To date, more than 1,500 different mutations of the CFTR gene have been identified, but only a few of the mutations are common. The majority of cystic fibrosis cases in the U.S. are caused by a mutation called deltaF508 (F508). Recommendations by the American College of Medical Genetics (ACMG) and the American College of Obstetricians and Gynecologists (ACOG) have led to the adoption of a standard CF gene mutation panel. It includes 23 of the most common mutations (those with frequencies greater than 0.1% in the general U.S. population). Some laboratories use expanded panels of up to 100 or more mutations designed to pick up rare mutations particular to specific ethnic populations. These may provide slightly better sensitivity to detect mutations in some ethnic populations but are not recommended by ACOG for general screening. Some rare mutations are seen in only a few individuals and may not be detected with routine testing, even with an expanded panel.

In a CF gene mutation panel, the laboratory specifically examines the CFTR gene on each chromosome seven for the 23 mutations. If the initial panel of mutations demonstrates a single mutation, additional testing for other less common mutations may be indicated if the individual is suspected of having the disease.

How is the sample collected for testing?

A blood sample is drawn from an infant's heel by collecting a spot of blood onto filter paper; for older children and adults, a blood sample is obtained by inserting a needle into a vein in the arm. A scraping of the inner cheek, called a buccal swab sample, or prenatal (amniocentesis or chorionic villus) specimens may also be used.

NOTE: If undergoing medical tests makes you or someone you care for anxious, embarrassed, or even difficult to manage, you might consider reading one or more of the following articles: Coping with Test Pain, Discomfort, and Anxiety, Tips on Blood Testing, Tips to Help Children through Their Medical Tests, and Tips to Help the Elderly through Their Medical Tests.

Another article, Follow That Sample, provides a glimpse at the collection and processing of a blood sample and throat culture.

Is any test preparation needed to ensure the quality of the sample?

No test preparation is needed.

  1. Will this CF gene mutation panel pick up any other genetic diseases?

    No, it is only checking for specific CF mutations.
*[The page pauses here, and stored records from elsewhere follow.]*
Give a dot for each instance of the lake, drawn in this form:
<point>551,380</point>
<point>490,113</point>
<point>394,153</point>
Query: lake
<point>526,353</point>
Currently, every genetic disease requires specific DNA testing to identify it (assuming that the gene and mutations causing it are known).

  2. Does my risk of being a carrier vary depending on my ancestry?

    Generally, the frequency of CF carriers is highest in Caucasians (1/25), about half that in people with Hispanic Caucasian or African ancestry, and about half that again in people of Asian ancestry. Some ethnic groups, such as individuals of Eastern European Jewish descent, may show CF confined to a very limited number of mutations. Since the ancestry of the U.S. population is becoming increasingly blended, the historical data and statistical risks are changing. Quoted risks based on ancestry are estimates, and the risk for individuals of mixed ancestry may be unknown. Some families may also carry the additional risk of specific rare mutations within their family tree.

  3. What are the advantages of the DNA-based blood test over other CF screening tests?

    Generally, the DNA-based mutation test is much more specific than other screening tests, which may yield abnormal results for non-CF reasons. Also, these other screening tests may be restricted as to when they can be applied (for example, newborns cannot be tested with sweat chloride until about two months of age). Furthermore, DNA-based testing is the only reliable means of identifying carriers of CF mutations, and it is in this capacity that the testing is being most widely applied.

  4. Do states require or offer newborn screening for CF? Do I need to request it?

    Every state's newborn screening program includes a test for CF so you will not need to request it. The method used may vary, with some states performing only a test to determine the blood level of a chemical called immunoreactive trypsinogen (IRT) and others performing both an IRT and the DNA-based mutation test when the IRT level is high.